Heisser Draht: Anwohner verärgert über "Raser" auf K5
An der Geschwindigkeit auf der K 5 scheiden sich die Geister: Die Anwohner beschweren sich über die vielen "Raser", Polizei und Straßenverkehrsamt haben in der Vergangenheit keine signifikanten Tempoverstöße festgestellt. FOTO: J. Moll
Hückeswagen. Während die Anwohner einen "Starenkasten" zur Geschwindigkeitsüberwachung für die vielbefahrene Kreisstraße fordern, sehen die Behörden keine Handlungsmöglichkeiten: Die K5 sei kein Unfallschwerpunkt, und gerast würde auch kaum. Von Stephan Büllesbach

Hückeswagen Horst Leymann lebt seit vielen Jahren in Westhoferhöhe, und sein Haus steht direkt an der vielbefahrenen Kreisstraße 5. Das macht ihm und offenbar auch seinen Nachbarn zu schaffen. Da sind zum einen die schweren Laster, die auch nachts an seinem Haus vorbeidonnern. Er ärgert sich über die Verkehrsteilnehmer, die sich nicht an die maximal erlaubte Geschwindigkeit von 60 Kilometern in der Stunde hielten. Und jetzt mit dem sonnigen und wärmeren Wetter kommen auch noch die "Brüllhörner", wie Leymann die Motorräder nennt.

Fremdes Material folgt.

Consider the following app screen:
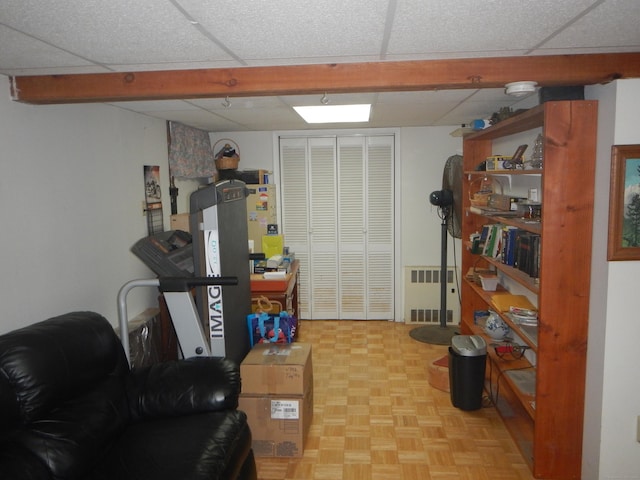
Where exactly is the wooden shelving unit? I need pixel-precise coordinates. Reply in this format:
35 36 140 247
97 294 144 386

Dieser Tage waren sie wieder deutlich zu hören.

Seine Frau und er sind nicht die Einzigen, denen die "Raser" auf der K 5 gewaltig gegen den Strich gehen. "Wir Anwohner haben eine Interessengemeinschaft gebildet und Unterschriften gesammelt", berichtet Leymann. Ziel ist es, dass der Verkehr "eingebremst" wird. Zum Beispiel durch eine stationäre Geschwindigkeitsüberwachung. Für diesen "Starenkasten" sei genügend Platz im Bereich Westhoferhöhe, versichert der Anwohner.

Von den Behörden fühlt er sich im Stich gelassen. Vor einigen Jahren sei der Kanal erneuert worden, danach war die Fahrbahn "total kaputt. Getan hat sich seitdem nichts", klagt Leymann. Anders sei das noch zu Zeiten von Bürgermeister Norbert Jörgens (1997 bis 2004) gewesen. "Der hat sich mal einen Sonntagnachmittag hier bei uns in den Garten gesetzt und festgestellt, was das für ein Lärm ist." Drei Tage später sei der Asphalt erneuert worden.

Für Horst Leymann jedenfalls steht fest, dass sich an der Kreisstraße 5 dringend etwas ändern muss: "Tempo 60 fährt hier keiner, selbst die Lkw nicht." Und mit Blick auf den geforderten "Starenkasten" macht er unmissverständlich klar: "Hier muss so eine Kiste hin!"

Doch sein Wunsch wird sich nicht erfüllen: Sowohl Kreisverwaltung als auch Polizei sehen auf der K 5 keinen Handlungsbedarf, mit einer stationären Radaranlage tätig zu werden. "Aus unserer Sicht ist die Kreisstraße vollkommen unauffällig", berichtet der zuständige Dezernent beim Kreis, Dr. Christian Dickschen. Grundlage für diese Aussage ist die Auswertung eines Messgeräts, dessen Aufstellung im vorigen Jahr nach einer Bürgeranhörung beim Bürgermeister von der Stadtverwaltung angeregt worden war. Dickschen: "Die Durchschnittsgeschwindigkeit in die eine Richtung betrug 57, in die andere Richtung 63 Kilometer in der Stunde." Ausreißer nach oben seien selten gewesen.

Für die Straßenverkehrsbehörde seien die Durchschnittswerte maßgeblich um zu handeln. Es müsste ein Unfallschwerpunkt sein, oder es müssten eklatante Tempoverstöße festgestellt werden. All das sei nicht der Fall auf der K 5.

Das sieht auch Jürgen Dzuballe so. Der Sprecher der Kreispolizeibehörde erklärte ebenfalls, dass die Geschwindigkeitsverstöße auf der Kreisstraße "nicht zwingend auffällig sind". Das hat die Auswertung der gelegentlichen Radarkontrollen ergeben. In den vergangenen drei Jahren, seit Januar 2013, hat es laut Dzuballe auf der K 5 acht Unfälle gegeben, bei denen zwei Menschen schwer und fünf leicht verletzt wurden. Daher sei der Bereich kein Unfallhäufungspunkt, erläuterte der Polizeisprecher. "Die K 5 ist allerdings die Einfahrtsstrecke für Motorräder", weiß Dzuballe und versichert: "Wir werden daher jetzt wieder verstärkt messen."